# Functions

*Could all the numbers be brightnesses of pixels in an image?  Cynthia tried her hypothesis...*

*...and blinked in surprise at her screen.  The brightened image was a map, clearly showing Kinshasa, in the Democratic Republic of Congo.  At the bottom of the image was the message, "If you want to help, come."*

*Well, that was exciting.  Someone in Kinshasa was broadcasting a message to come, to anyone clever enough to decipher it.  Not just anyone - a **data scientist** clever enough.  How could she pass that up?*

*But - alone?  Maybe she could get her friend Kathleen to come as well.  "Hi, I'm going on a secret mission to the DRC" may not be the most convincing opener, though.  She should send her code, she decided - the code she used to decipher the image.*

*Was that code really in a state to be used by somebody else, though?  She decided she'd clean the code up a little before sending it to Kathleen - by breaking it into functions.*

## What is a function?

A function is some code that takes some inputs (arguments) and calculates a value (the return value).  It's essentially a reusable tool in your code.  Sometimes you'll use the tools of others, by using functions from other modules; and sometimes, you'll make your own tools.

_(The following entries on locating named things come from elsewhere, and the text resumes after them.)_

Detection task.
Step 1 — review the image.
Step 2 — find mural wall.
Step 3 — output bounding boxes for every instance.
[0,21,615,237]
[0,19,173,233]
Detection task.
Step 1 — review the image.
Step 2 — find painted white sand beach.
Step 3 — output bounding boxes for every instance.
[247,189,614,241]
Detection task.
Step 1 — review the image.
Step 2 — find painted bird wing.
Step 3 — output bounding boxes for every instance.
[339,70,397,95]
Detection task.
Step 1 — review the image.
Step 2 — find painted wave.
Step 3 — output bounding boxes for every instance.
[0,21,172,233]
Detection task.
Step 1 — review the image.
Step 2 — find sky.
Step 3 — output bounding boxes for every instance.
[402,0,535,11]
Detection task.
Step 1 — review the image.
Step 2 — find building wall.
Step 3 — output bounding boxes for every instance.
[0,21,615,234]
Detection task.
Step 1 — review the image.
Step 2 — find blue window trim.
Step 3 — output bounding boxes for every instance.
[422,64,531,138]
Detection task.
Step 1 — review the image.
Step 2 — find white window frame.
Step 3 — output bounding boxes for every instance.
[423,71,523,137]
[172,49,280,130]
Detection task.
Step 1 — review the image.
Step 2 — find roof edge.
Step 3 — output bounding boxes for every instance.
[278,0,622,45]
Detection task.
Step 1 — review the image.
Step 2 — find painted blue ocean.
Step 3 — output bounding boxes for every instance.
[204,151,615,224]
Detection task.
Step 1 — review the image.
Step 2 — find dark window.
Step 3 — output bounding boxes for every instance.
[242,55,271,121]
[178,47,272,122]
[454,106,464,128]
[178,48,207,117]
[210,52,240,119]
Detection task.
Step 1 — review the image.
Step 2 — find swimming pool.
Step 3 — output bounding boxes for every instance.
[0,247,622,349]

Functions organize code, make it more testable, and can reduce the overall amount of code that needs to be written.

When you write a function, you state the arguments (input) you expect, then write the body of the function that calculates the value, then you write the return value.  Here's a function that appends an s to its argument.

In [None]:
def add_an_s(my_input): # header
    # Returns the input with an 's' added to the end
    new_string = my_input + 's'
    return new_string

print(add_an_s('example') + '!')


* def add_an_s(my_input): indicates we're defining the add_an_s function, and that it should take a single argument my_input.  (This line is called the function "header.")

* It's typical to add a comment after the function header that describes what the function does.

* The lines that follow are indented and do some computation with the arguments.

* The instruction "return [value]" defines what the function will evaluate to when it is called.

## Why functions?

Without functions, if you want to do the same thing a little bit differently elsewhere in your code, you have to write it all over again.  This makes the code longer and more bug-prone, because you might make a mistake in copying or changing the code.  Functions let you reuse code in a more maintainable way.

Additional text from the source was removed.